7 Seconds reunite! Bouncing Souls world domination continues!
I’ve never claimed to be their numero uno fan, but somewhere in the depths of my (shell of a) soul lies an underground fan girl with a summer crush on Bouncing Souls. They’re a band that represents something trademark of the New Jersey music scene, whether you’re referencing The Boss or E Town; it unmistakably resonates hardship and triumph. After all, isn’t that what the toxic Jersey landscape breeds? We’re tough cookies, but we have a hopeful, optimistic side too. Like bearers of the up-tempo torches before, (think Mike Ness’ translating power with Social D), the Bouncing Souls wrote the anthems of a generation.
Twenty years, seven-plus albums, world tours and judging by the amount of Souls tattoos I have seen (many on friends of my own), their staying power isn’t nose-diving anytime soon. For their 20th anniversary the band are joining the digital age and releasing their “20th Anniversary Series” as 12 digital tracks unleashed monthly, as well as four 7″ vinyl singles released every three months. The Souls also have secured enough clout to DIY it up and are once again releasing this through their own imprint, Chunksaah Records. Endearingly New Brunswick until the end!

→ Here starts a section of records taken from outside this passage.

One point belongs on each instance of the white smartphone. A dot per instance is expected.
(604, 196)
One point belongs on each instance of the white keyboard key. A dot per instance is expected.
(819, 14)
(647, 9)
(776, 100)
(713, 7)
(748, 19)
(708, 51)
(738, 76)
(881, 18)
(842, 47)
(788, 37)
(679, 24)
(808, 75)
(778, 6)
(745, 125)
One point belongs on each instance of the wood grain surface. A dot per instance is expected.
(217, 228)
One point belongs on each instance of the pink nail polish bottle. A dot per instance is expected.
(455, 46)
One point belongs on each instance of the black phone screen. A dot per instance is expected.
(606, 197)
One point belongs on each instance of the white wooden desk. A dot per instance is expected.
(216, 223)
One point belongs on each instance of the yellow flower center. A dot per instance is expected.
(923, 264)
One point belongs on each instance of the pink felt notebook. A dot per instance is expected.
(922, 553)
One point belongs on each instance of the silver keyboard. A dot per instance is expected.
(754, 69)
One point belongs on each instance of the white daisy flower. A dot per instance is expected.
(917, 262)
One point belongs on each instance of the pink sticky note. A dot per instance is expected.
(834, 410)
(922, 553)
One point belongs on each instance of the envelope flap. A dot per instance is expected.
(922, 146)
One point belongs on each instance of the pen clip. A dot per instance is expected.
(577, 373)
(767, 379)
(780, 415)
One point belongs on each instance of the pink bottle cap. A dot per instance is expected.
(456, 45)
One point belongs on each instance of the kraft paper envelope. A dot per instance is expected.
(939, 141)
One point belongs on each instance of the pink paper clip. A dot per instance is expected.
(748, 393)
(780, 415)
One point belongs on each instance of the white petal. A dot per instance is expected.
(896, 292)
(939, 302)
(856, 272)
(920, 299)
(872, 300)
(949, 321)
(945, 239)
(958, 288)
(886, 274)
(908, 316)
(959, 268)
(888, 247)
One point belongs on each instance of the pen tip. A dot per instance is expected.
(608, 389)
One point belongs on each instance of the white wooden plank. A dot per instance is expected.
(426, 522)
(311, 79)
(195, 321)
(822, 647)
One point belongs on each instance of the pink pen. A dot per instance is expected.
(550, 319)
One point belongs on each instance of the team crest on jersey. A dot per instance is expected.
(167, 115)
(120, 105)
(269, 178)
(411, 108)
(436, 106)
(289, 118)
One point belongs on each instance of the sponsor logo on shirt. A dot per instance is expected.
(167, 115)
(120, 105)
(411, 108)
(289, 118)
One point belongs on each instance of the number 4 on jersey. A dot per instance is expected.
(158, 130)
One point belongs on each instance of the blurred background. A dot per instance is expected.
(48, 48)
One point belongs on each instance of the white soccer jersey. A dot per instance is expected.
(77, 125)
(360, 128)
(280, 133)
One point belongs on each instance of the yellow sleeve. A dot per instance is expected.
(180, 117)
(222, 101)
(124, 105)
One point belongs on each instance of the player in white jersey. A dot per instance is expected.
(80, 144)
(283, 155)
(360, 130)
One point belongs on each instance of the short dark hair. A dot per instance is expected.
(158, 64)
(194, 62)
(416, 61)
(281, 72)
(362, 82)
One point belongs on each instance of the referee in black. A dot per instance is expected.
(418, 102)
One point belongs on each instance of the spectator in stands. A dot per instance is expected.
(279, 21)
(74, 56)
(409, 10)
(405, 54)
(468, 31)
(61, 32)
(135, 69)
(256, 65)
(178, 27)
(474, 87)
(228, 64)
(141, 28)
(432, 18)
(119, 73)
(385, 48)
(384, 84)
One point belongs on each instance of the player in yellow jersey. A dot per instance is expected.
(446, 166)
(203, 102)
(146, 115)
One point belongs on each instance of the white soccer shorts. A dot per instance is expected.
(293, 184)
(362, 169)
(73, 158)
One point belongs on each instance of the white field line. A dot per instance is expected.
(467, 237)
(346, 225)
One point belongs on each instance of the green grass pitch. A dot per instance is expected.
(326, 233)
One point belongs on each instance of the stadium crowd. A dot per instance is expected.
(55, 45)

Webster Hall, NYC was sweltering. Perfect condition to attend a show like this because no matter how hard you try you’re getting smothered in a blanket of fan sweat. This particular show was under much hype because of the return of 7 Seconds. I muddled through enough of the sopping wet crowd to get a quick glimpse of Kevin Seconds bouncing around with his timeless New York charm. 7 Seconds hadn’t missed a step. Concise, biting… it was as if the past 20 years hadn’t existed. Marvelously hardcore, the throwback was entertaining if time-stamping; every hot hardcore guy I loved in high school adored 7 Seconds. Gauging the crowd, it was easy to pinpoint the dissection of fans that cross pollinated the Bouncing Souls pool–young kids, middle aged hardcore vets, and random spattering of high heeled women either eagerly mouthing every word or bored and thumbing away at their Crackberry.
As soon as the Bouncing Souls entered in their markedly nonchalant manner, the crowd erupted like kernels simmering in a popper. Many pushed forward to dive off intentionally juxtaposed nooks. In true form they kept output from the popularized album minimal: No “OLE” here (although everyone needs an Adidas anthem that doesn’t involve a necrophilia dream of Jonathan Davis). Front man Greg Attonito’s mannerisms have always reminded me of a puppet from Mr. Rogers, inviting and warm, suppressing the maniacal beast underneath. Adorned in his signature long sleeve button up, he effortlessly pumped out song after song with no sign of vocal fatigue.
There’s something about a Bouncing Souls show that screams out as cathartic, several generations abandoning whatever ails them and succumbing to the sentiment of musical freedom. It’s a powerful one, I’ve felt it many times in my lifetime and when a band generates that for its listeners and disciples, it’s priceless.